Archive for the ‘Coding’ Category

Starting the Crush: T-20 Days and Counting

Monday, March 21st, 2011

Today starts the push for the next four weeks to get out a new greek engine at The Shop. I'm not at all sure it's even possible, but I'll give it everything I've got for the four weeks to see if it can be done. There are a lot of things that have to happen in the right order, and pretty quickly. I've been told they'll all get done, but I have my doubts. It's just a lot of things that have to happen just so.

This morning already I'm spending too much time getting the next release of ZeroMQ checked out. It should be a pretty simple thing to check out, but it's taking far longer than the previous versions. Still, I have to get this done, and then I have to get SQLAPI++ working for the FreeTDS drivers we have on the boxes. All this in order to load up the data from the MS SQL Server databases that holds it all.

Yup, it's going to be tough to get it all done, but I'm willing to give it a try.

Google Chrome dev 11.0.696.14 is Out

Friday, March 18th, 2011

This morning I noticed that Google Chrome dev 11.0.696.14 is out, and it seems to have several updates for a small minor point change. OK with me, I'm glad to see the continual improvement of the dev channel. I was also interested in the about:gpu, and tried it on my MacBook Pro - very neat. Glad it's used in rendering.

Updated Git to 1.7.4.1 on My MacBook Pro

Thursday, March 17th, 2011

gitLogo.gif

This afternoon I realized that git on my Mac Mini at home had the 64-bit version of git installed from the Mac OS X git installer, and that was a big mistake as it's a simple Core Duo CPU which can only run in 32-bit more on Snow Leopard. I had the 64-bit version for my MacBook Pro, and my iMac, but forgot to get the 32-bit version for the Mac Mini. Bummer.

Clearly, it'd be great if they had a universal build so I didn't have to deal with this, but hey... they build it and I can just keep things straight.
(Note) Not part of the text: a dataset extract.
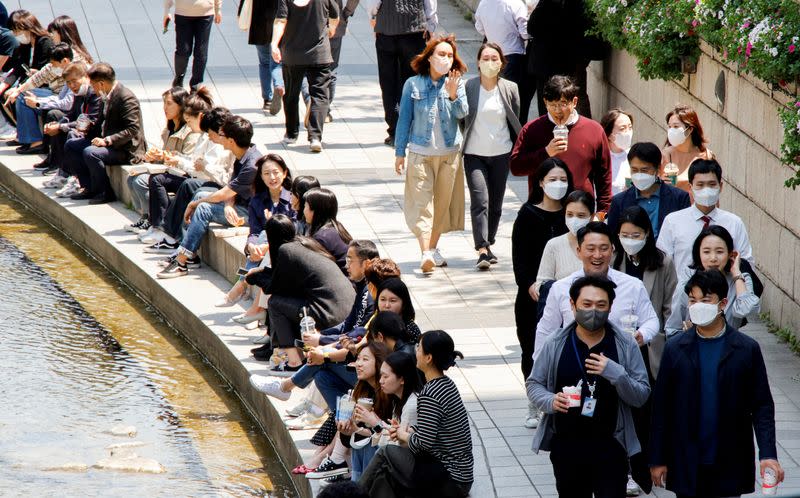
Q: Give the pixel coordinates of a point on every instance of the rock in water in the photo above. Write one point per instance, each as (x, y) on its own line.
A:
(123, 430)
(68, 467)
(130, 463)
My bad. Plain and simple. So I got the most recent builds for x86_64 and i386, and put the 64-bit package on my MacBook Pro, and tonight I'll install the 32-bit version on my Mac Mini. There. It'll work.

It's nice to see:

  $ git --version
  git version 1.7.4.1

Nice. Love it when things "just work".

[3/18] UPDATE: this morning I installed the latest updates on my Mac Mini (i386) and on my iMac (x86_64) so all boxes are up to date and working fine.

Interesting Erlang C++ Library

Thursday, March 17th, 2011

erlang

I was looking on the web today for some C++ library that would wrap the erlang interface (ei) that appears very full-featured and yet somewhat cumbersome for a C++ codebase. I looked at several until I found one that looked to be full-featured, well thought out, and complete. I stopped when I found eixx on GitHub. This looks to be very nice. I haven't used it - yet, but if we go forward with the idea of having each service connect into the distributed erlang network and use that as the way to talk to the services, and serve up data.

The real advantage with this scheme is that we no longer have to deal with async I/O on the sockets for the client or the server. It's all encapsulated in the erlang runtime/library and that takes all the responsibility from our hands and puts it in the hands of the guys who made the language. Very nice.

Anyway... it'll be interesting when we move on this. I'm actually looking forward to it.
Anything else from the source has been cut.